Еще не окончательно проснувшись, он оглядел комнату. Это и в самом деле была нарядная маленькая спальня, а на такой мягкой кровати он еще в жизни не спал.
В кухне послышались шаги, это, верно, ходили его новые отец и мать. Он попытался представить себе их и вспомнил добрые лица хозяина Стенсэтры и его жены. Сколько раз он мечтал в Вестерхаге о таких родителях! С ним случилось чудо… Теперь у него есть свой дом, отец и мать.
Почему же он не радуется? Почему ему так грустно? Постепенно Расмус окончательно проснулся, и тут он почувствовал себя таким несчастным, каким еще никогда не был после того, как сбежал из Вестерхаги. Сердце у него как-то странно сжималось, и от этого становилось до того тоскливо, хоть ложись и помирай. Он попытался думать о щенках, которых ему покажут, но и это не помогало, тоска не покидала его.
Оскар! Ну конечно, это по нему он тоскует до боли в сердце. А от этой боли есть только одно лекарство. Он должен увидеть Оскара, поговорить с ним, упросить его снова взять с собой бродить по дорогам.
Но теперь, поди, уже поздно. Оскар, наверное, уже ушел. Расмус тут же представил себе, как Оскар шагает где-то далеко по дороге, один, при свете утреннего солнца. Нет, этого он пережить не сможет, но ведь теперь уже поздно!

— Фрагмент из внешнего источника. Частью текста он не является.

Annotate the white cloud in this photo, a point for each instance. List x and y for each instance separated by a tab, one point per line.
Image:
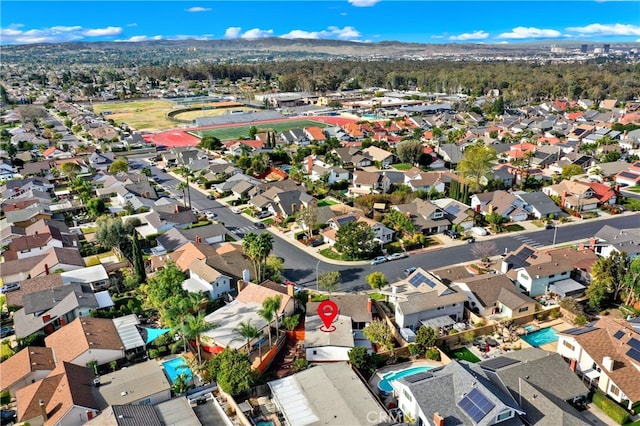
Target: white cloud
531	32
606	30
232	32
101	32
476	35
363	3
64	29
196	9
257	33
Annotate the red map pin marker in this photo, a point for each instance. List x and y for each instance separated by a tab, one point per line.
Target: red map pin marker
328	311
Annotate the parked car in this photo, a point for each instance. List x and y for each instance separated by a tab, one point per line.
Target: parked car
396	256
410	270
6	331
452	234
479	231
10	287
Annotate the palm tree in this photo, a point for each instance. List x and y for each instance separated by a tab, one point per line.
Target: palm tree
193	326
270	307
249	332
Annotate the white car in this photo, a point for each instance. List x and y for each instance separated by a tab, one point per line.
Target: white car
479	231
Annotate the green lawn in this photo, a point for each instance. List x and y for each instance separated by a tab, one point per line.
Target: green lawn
237	132
464	354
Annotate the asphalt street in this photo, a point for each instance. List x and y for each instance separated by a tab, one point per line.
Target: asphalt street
302	267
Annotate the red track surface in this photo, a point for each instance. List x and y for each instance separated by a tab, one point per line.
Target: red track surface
180	137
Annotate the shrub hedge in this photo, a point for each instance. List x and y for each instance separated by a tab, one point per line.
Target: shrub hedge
610	408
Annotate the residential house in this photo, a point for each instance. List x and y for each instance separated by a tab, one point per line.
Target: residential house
205	279
426	216
554	270
329	394
244	309
382	234
177	237
354	314
422	297
458	213
538	204
64	397
29	365
48	310
96	277
139	384
610	239
370	183
385	158
94	339
464	396
574	195
543	385
607	354
506	204
494	296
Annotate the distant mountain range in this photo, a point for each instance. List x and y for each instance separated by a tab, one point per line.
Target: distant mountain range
280	48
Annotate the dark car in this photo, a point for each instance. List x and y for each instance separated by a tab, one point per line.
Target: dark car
6	331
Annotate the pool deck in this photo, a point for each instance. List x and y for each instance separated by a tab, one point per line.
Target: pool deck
373	381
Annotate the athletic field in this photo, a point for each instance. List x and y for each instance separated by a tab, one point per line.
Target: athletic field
238	132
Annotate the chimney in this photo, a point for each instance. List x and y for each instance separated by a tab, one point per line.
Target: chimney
43	410
438	420
608	362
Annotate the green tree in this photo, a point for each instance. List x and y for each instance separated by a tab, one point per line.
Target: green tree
269	312
476	165
95	207
233	371
193	327
258	247
120	165
571	170
409	151
426	338
138	259
111	232
355	240
377	280
70	170
330	281
378	331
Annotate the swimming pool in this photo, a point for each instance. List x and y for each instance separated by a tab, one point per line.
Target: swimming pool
540	337
175	367
385	382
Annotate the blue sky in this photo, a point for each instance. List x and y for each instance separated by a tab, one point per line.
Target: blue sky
433	21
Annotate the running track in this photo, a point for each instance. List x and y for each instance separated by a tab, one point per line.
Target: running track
181	137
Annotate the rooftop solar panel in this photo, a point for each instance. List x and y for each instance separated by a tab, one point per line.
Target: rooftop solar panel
633	354
476	405
634	343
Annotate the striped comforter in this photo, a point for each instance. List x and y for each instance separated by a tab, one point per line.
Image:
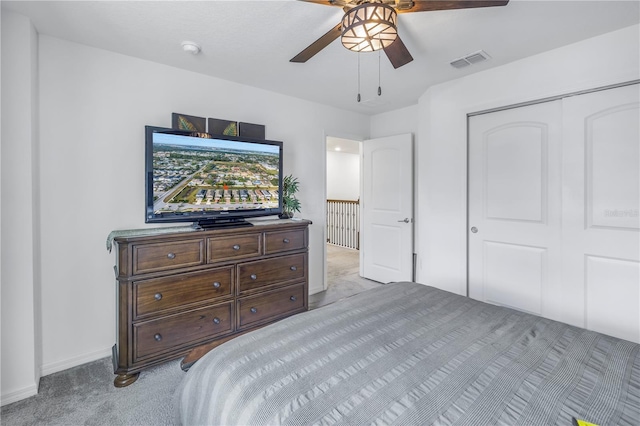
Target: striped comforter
410	354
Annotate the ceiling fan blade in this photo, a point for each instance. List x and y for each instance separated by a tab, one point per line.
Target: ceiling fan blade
430	5
318	45
325	2
398	53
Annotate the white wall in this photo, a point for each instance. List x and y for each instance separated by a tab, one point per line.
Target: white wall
93	108
442	155
21	346
343	176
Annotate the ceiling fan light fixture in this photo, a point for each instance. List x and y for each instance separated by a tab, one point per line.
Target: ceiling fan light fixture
369	27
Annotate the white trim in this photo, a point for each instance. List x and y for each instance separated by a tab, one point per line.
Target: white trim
58	366
18	395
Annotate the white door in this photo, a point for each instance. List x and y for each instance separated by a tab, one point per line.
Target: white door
387	209
601	282
554	200
514	207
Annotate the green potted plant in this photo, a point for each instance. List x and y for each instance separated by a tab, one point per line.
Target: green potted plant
290	204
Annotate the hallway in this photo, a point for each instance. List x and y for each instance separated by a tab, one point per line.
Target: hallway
343	267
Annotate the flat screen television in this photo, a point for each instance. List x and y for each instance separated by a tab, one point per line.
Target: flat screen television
210	180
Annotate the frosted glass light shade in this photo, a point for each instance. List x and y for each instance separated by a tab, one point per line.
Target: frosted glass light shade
369	27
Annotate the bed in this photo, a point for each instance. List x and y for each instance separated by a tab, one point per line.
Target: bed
410	354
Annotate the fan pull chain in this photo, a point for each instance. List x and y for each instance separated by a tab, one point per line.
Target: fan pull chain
358	76
379	86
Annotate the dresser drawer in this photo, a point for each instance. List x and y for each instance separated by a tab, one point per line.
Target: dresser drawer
166	256
280	241
268	306
177	291
176	331
263	273
233	247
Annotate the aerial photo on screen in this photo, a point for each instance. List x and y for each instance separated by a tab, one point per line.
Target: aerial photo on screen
198	175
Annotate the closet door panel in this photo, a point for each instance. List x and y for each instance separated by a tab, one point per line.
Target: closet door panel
601	203
514	208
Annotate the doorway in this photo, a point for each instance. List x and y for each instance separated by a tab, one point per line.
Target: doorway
342	245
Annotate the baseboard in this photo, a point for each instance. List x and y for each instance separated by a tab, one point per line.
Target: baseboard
58	366
20	394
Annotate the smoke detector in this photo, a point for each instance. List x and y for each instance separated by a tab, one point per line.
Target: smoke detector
470	59
191	47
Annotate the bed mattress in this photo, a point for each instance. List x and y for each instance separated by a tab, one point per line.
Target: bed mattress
410	354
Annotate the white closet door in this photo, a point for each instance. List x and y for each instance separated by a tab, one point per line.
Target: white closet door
601	221
387	209
554	193
514	208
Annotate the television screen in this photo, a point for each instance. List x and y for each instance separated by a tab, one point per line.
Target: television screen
208	179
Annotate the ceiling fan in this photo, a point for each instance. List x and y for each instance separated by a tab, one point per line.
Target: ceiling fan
394	47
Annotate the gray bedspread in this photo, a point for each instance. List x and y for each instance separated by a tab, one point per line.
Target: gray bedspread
410	354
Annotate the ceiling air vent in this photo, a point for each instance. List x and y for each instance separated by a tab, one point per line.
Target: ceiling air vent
470	59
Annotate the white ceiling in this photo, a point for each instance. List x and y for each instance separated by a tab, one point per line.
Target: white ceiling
251	42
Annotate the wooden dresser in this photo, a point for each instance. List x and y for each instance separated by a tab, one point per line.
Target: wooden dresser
181	294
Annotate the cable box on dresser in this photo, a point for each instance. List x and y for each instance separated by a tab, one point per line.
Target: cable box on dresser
182	294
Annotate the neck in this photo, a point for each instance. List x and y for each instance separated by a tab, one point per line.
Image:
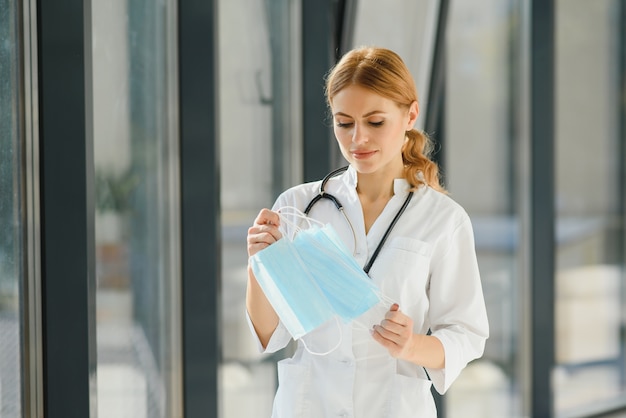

Он соскочил с кровати с приглушенным криком и стал одеваться. Он так торопился, что пальцы не слушались его, руки дрожали, когда он застегивал рубашку, и ноги никак не попадали в штанины.
Едва он успел одеться, как открылась дверь и вошла фру Нильссон. И зачем она только пришла, ведь сейчас у него не было времени на длинные объяснения!
— Я только пойду и скажу кое-что Оскару, — пробормотал он и промчался мимо нее.
— Так ведь Оскар, по-моему, уже ушел! — крикнула она ему вслед. — Я видела, как он выходил из сеновала с полчаса назад.
Не видя ничего от слез, Расмус сбежал вниз по лестнице и выскочил во двор. Он уже понял, что Оскар ушел, но хотел убедиться в этом сам. Должен был окончательно понять, что надеяться не на что. Как сумасшедший, он побежал через двор к хлеву, потом через мостик туда, где вчера вечером шел Оскар. Расмус с трудом открыл большую дверь и вошел на сеновал. После яркого солнечного света ему показалось, что в сарае совсем темно. Ничего не видя, он закричал:
— Оскар! Оскар!
Ответа не было, и мальчик начал громко всхлипывать. Глаза его уже привыкли к полумраку, и он таращил глаза на пустой сеновал. В Стенсэтре еще не начали свозить сено на сеновал, и сарай был пуст. Оскара здесь не было.
Расмус захныкал, ему было так больно, что удержаться он не мог. Он разразился жалобным отчаянным плачем, уперся лбом в стену и плакал, даже не пытаясь успокоиться.